# ADR-005 — Decoupled DiLoCo over serverless training systems

**Status**: Accepted
**Date**: 2026-05-26
**Wave**: 13

## Context

The brief's V2 clause says:

> take that and combine it with diloco (decoupled, open, any variant of diloco)

The user expanded 2026-05-26: *"Decoupled DiLoCo (so that we can leverage
modal or huggingface-jobs or other serverless training systems). we need
this both on the dataset generation and the RL orchestration side of
things."*

Spike 008 wrote `composer_replication.diloco.make_diloco_outer_loop`
(wraps `torchft.local_sgd.DiLoCo`) but that's a single-process API. To
realize "Decoupled DiLoCo across serverless executors" we need:

1. An abstraction layer that lets the framework launch N replicas on
   different serverless backends (Modal, HF Jobs, SageMaker, etc.) without
   per-backend code in the trainer.
2. A communication primitive that doesn't require inter-job NCCL/RDMA
   (most serverless executors don't expose that, and DiLoCo doesn't need
   it — sync happens once per ~500-1000 inner steps).

## Options considered

`docs/research/DILOCO_SERVERLESS_RECONNAISSANCE.md` audited 6 executors:

| Executor | Inter-job network | Cold start | $/A100·hr | $/H100·hr |
|---|---|---|---|---|
| Modal | yes (cluster mode) | ~30s | $1.95 | $5.50 |
| HuggingFace Jobs | no | ~60s | $4.18 | $9.50 |
| AWS SageMaker training | yes (warm pools) | ~3-5min | ~$3.06 | ~$8.50 |
| GCP Vertex AI | yes (cluster) | ~5-10min | ~$3.67 | ~$10 |
| Azure ML | yes (cluster) | ~5-10min | ~$3.67 | ~$10 |
| k8s + Volcano/KubeRay | yes (cluster IP) | ~30-90s | (BYO) | (BYO) |

Most expose a "spin up a job, run a script" interface. Few expose inter-job
networking; the ones that do require explicit cluster mode (extra cost +
config).

## Decision

**Adopt object-store rendezvous as the default DiLoCo communication
primitive across all serverless executors.** Specifically:

- `composer_replication.diloco.serverless` package
- `class ServerlessExecutor(Protocol)` — uniform interface with
  `launch_replicas / poll / stream_logs / cancel / collect /
  backend_name / supports_inter_replica_network`
- `class ObjectStoreAllReduce` — fsspec-backed pseudo-gradient exchange
  using s3:// / gs:// / az:// / hf:// / file:// — single code path, swappable
  bucket
- v0 concrete adapters: `ModalExecutor` and `HFJobsExecutor`
- v0.1+ adapters: `RunPodExecutor`, `SageMakerExecutor`, `K8sExecutor`

### Why object-store rendezvous (not NCCL across jobs)
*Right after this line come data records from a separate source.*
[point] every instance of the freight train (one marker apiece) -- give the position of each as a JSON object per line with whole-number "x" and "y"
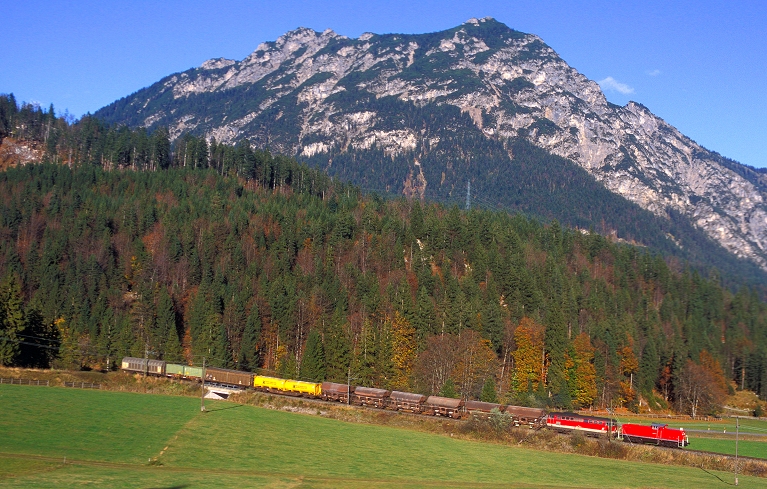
{"x": 563, "y": 422}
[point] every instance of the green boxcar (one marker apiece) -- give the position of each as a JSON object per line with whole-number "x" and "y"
{"x": 174, "y": 370}
{"x": 192, "y": 372}
{"x": 183, "y": 371}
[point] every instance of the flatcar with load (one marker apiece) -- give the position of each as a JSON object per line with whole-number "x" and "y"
{"x": 332, "y": 391}
{"x": 406, "y": 401}
{"x": 368, "y": 396}
{"x": 443, "y": 406}
{"x": 563, "y": 422}
{"x": 520, "y": 415}
{"x": 482, "y": 410}
{"x": 589, "y": 425}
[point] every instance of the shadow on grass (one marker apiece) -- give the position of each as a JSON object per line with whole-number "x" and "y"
{"x": 221, "y": 409}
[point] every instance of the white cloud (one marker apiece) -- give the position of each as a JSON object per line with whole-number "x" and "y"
{"x": 614, "y": 85}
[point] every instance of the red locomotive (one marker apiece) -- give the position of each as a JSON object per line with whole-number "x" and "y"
{"x": 572, "y": 422}
{"x": 656, "y": 434}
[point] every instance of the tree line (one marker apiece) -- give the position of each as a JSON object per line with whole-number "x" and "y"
{"x": 257, "y": 262}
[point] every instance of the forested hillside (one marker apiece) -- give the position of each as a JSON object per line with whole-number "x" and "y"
{"x": 255, "y": 261}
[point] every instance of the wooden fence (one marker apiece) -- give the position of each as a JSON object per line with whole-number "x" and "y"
{"x": 24, "y": 381}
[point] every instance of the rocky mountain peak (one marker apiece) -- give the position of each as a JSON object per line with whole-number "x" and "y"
{"x": 321, "y": 95}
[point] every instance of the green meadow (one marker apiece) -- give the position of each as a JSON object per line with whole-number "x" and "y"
{"x": 112, "y": 439}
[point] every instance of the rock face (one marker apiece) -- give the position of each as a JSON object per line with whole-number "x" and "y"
{"x": 320, "y": 95}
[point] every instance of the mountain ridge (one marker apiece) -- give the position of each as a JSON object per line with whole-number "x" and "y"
{"x": 319, "y": 95}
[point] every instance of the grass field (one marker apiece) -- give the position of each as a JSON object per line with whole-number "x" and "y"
{"x": 113, "y": 439}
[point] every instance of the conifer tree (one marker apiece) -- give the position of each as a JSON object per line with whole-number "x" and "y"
{"x": 11, "y": 320}
{"x": 313, "y": 361}
{"x": 488, "y": 391}
{"x": 338, "y": 348}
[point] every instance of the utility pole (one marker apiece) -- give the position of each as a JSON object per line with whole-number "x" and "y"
{"x": 468, "y": 195}
{"x": 202, "y": 394}
{"x": 349, "y": 379}
{"x": 737, "y": 429}
{"x": 146, "y": 358}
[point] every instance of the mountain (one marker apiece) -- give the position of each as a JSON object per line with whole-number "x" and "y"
{"x": 481, "y": 103}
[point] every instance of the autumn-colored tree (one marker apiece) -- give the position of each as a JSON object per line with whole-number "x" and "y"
{"x": 582, "y": 375}
{"x": 403, "y": 339}
{"x": 698, "y": 390}
{"x": 435, "y": 364}
{"x": 11, "y": 320}
{"x": 476, "y": 361}
{"x": 714, "y": 368}
{"x": 70, "y": 356}
{"x": 529, "y": 366}
{"x": 488, "y": 391}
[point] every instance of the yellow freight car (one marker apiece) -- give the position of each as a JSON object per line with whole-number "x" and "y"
{"x": 268, "y": 384}
{"x": 311, "y": 389}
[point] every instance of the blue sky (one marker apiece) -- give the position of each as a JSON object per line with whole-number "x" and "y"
{"x": 700, "y": 65}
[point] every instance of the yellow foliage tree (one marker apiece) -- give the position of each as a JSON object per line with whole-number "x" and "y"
{"x": 529, "y": 365}
{"x": 629, "y": 365}
{"x": 403, "y": 351}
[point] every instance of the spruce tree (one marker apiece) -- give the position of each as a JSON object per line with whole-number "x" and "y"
{"x": 488, "y": 391}
{"x": 313, "y": 361}
{"x": 11, "y": 320}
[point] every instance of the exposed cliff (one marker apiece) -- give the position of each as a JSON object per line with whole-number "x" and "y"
{"x": 321, "y": 95}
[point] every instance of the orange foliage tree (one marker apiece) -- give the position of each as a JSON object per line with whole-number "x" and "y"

DiLoCo paper (arXiv:2311.08105) shows the outer-loop sync is **once per
H = 500-1000 inner steps**, equivalent to ~10-30 minutes of wall-clock at
typical post-training step rates. For a 1B-param model in bf16:

- Pseudo-gradient size: ~2 GB per replica per outer round
- Sync frequency: ~once per 30 minutes
- Therefore: ~2 GB × N_replicas, every ~30 min, durably written to object
  storage with a single `PutObject` per replica + `GetObject` per other
  replica

Even with N=8 replicas, that's 16 GB write + 14 GB × 8 reads = 128 GB read
spread over 30 minutes = ~70 MB/s aggregate. **S3 free-tier handles this
without breaking a sweat**, and S3 cross-job reads cost ~$0.0001 per
GET. Total inter-replica communication cost: ~$0.05 per outer round.
**Negligible compared to GPU spend.**

By contrast, cross-job NCCL would require:
- Inter-job networking (mostly unavailable on serverless)
- Sustained low-latency connections (vs. burst-IO once per 30min)
- Backend-specific cluster mode (Modal-only on some platforms)

Object-store rendezvous decouples the algorithm from the executor and
matches DiLoCo's actual communication profile.
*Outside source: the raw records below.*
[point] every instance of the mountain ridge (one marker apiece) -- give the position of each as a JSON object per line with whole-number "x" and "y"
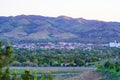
{"x": 61, "y": 28}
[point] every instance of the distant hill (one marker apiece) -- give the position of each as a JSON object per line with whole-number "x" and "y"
{"x": 62, "y": 28}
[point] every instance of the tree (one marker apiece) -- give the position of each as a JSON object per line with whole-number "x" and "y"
{"x": 26, "y": 75}
{"x": 14, "y": 75}
{"x": 6, "y": 56}
{"x": 50, "y": 76}
{"x": 6, "y": 75}
{"x": 42, "y": 77}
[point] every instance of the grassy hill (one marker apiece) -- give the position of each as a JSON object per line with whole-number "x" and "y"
{"x": 62, "y": 28}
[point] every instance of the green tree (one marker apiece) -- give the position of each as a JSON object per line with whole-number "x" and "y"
{"x": 6, "y": 75}
{"x": 14, "y": 75}
{"x": 6, "y": 56}
{"x": 50, "y": 76}
{"x": 42, "y": 77}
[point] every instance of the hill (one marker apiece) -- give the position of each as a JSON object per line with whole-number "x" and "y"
{"x": 62, "y": 28}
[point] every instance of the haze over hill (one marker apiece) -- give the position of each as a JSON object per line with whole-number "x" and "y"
{"x": 62, "y": 28}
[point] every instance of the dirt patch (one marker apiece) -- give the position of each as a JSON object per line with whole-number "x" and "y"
{"x": 89, "y": 75}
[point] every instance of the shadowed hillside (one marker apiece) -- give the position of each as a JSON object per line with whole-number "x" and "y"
{"x": 62, "y": 28}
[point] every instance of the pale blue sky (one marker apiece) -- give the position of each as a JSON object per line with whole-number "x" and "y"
{"x": 107, "y": 10}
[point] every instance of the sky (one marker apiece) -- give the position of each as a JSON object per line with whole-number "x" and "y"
{"x": 106, "y": 10}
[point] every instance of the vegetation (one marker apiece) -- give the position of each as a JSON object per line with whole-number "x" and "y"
{"x": 106, "y": 59}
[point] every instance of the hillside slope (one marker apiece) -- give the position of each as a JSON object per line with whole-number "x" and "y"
{"x": 62, "y": 28}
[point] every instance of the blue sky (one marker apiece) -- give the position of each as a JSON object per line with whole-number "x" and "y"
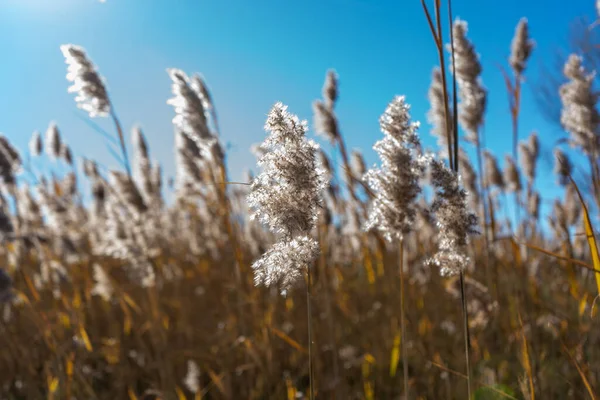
{"x": 252, "y": 54}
### Why Modal + HF Jobs as the v0 executors

- **Modal**: best dev velocity, sub-minute cold start, mature Python SDK,
  user already has CLI configured. Gives us a fast iteration loop for the
  serverless layer.
- **HuggingFace Jobs**: zero acquisition cost (HF token already wired up),
  brand-aligned with the framework's HF-native posture, ~$4.18/A100·hr.
  Not the cheapest, but the right "default executor for HF users."
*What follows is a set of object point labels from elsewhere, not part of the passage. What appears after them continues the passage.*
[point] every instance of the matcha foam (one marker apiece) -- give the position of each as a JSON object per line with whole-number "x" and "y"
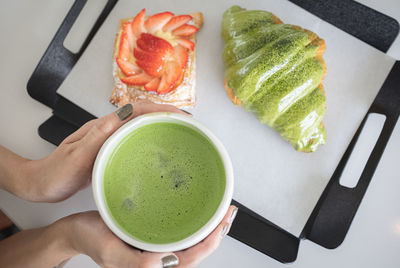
{"x": 163, "y": 182}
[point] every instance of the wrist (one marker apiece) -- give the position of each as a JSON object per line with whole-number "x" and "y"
{"x": 60, "y": 238}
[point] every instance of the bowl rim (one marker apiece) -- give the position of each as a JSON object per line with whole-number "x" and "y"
{"x": 103, "y": 157}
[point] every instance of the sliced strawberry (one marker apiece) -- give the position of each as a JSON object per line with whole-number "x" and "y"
{"x": 185, "y": 30}
{"x": 137, "y": 23}
{"x": 127, "y": 29}
{"x": 171, "y": 76}
{"x": 151, "y": 43}
{"x": 149, "y": 57}
{"x": 124, "y": 51}
{"x": 176, "y": 22}
{"x": 137, "y": 79}
{"x": 153, "y": 84}
{"x": 185, "y": 43}
{"x": 127, "y": 68}
{"x": 152, "y": 69}
{"x": 157, "y": 21}
{"x": 181, "y": 55}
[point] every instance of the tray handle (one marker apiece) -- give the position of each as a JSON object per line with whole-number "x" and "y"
{"x": 58, "y": 61}
{"x": 337, "y": 206}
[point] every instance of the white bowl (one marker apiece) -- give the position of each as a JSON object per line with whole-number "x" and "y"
{"x": 114, "y": 140}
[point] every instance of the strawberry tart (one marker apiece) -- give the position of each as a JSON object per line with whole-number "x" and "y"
{"x": 154, "y": 59}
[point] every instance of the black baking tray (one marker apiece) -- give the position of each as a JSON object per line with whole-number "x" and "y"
{"x": 332, "y": 216}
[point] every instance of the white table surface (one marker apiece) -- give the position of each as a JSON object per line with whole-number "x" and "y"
{"x": 26, "y": 29}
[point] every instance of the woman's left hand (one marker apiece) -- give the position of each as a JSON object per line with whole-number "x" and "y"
{"x": 68, "y": 169}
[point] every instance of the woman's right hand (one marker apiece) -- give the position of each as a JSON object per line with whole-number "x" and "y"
{"x": 86, "y": 233}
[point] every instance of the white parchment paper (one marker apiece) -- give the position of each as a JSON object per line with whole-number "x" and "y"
{"x": 271, "y": 178}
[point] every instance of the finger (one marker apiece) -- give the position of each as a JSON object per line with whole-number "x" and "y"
{"x": 80, "y": 133}
{"x": 103, "y": 127}
{"x": 158, "y": 260}
{"x": 197, "y": 253}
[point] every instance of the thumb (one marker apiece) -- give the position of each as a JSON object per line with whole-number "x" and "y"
{"x": 102, "y": 129}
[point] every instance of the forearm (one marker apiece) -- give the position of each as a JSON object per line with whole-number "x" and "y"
{"x": 42, "y": 247}
{"x": 12, "y": 171}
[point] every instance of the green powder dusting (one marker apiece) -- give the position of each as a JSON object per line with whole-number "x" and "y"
{"x": 272, "y": 69}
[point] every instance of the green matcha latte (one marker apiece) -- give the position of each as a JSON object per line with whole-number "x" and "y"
{"x": 163, "y": 182}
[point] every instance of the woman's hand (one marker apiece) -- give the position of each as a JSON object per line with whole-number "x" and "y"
{"x": 68, "y": 169}
{"x": 87, "y": 234}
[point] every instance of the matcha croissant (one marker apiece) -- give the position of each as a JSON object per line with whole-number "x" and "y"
{"x": 275, "y": 70}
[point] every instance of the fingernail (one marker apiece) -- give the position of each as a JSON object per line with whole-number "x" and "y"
{"x": 124, "y": 112}
{"x": 170, "y": 261}
{"x": 224, "y": 231}
{"x": 233, "y": 215}
{"x": 185, "y": 111}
These two cover the spectrum of "fast for development" + "natural HF
integration." Other executors are documented and stubbed but not
implemented in v0.

## Consequences

### Accepted

- New package `composer_replication.diloco.serverless`:
  - `executor.py` — `ServerlessExecutor` Protocol + base class
  - `allreduce.py` — `ObjectStoreAllReduce` mockManager that drops into
    `make_diloco_outer_loop` with no changes to the existing wrapper
  - `modal.py` — `ModalExecutor` (~150 LOC)
  - `hf_jobs.py` — `HFJobsExecutor` (~150 LOC)
  - `replica_entrypoint.py` — the script each replica runs (loaded from
    HF Datasets / object store)
- New optional dependency `[serverless]` extra: `pip install -e .[serverless]`
  pulls `fsspec`, `s3fs`, `huggingface_hub` (already a transitive dep), and
  `modal-client` (only if user opts in to Modal).
- Smoke test in `spikes/009-decoupled-diloco/` (new, deferred — not part
  of this wave's commit) — local-only `file://` rendezvous between two
  Python processes in `tests/test_serverless_local.py`. Multi-cloud test
  is post-replication.

### Open / deferred

- **Real serverless smoke**: spinning up 2 Modal containers + S3 rendezvous
  + verifying both converge. Deferred to a small-budget post-Wave-13 spike
  ($2-5 estimated). Not blocking for the v0 packaging.
- **HF Jobs API stability**: HF Jobs is a relatively new product. The
  recon flagged "API may evolve through 2026"; we pin to a specific
  `huggingface_hub` minor and bump deliberately.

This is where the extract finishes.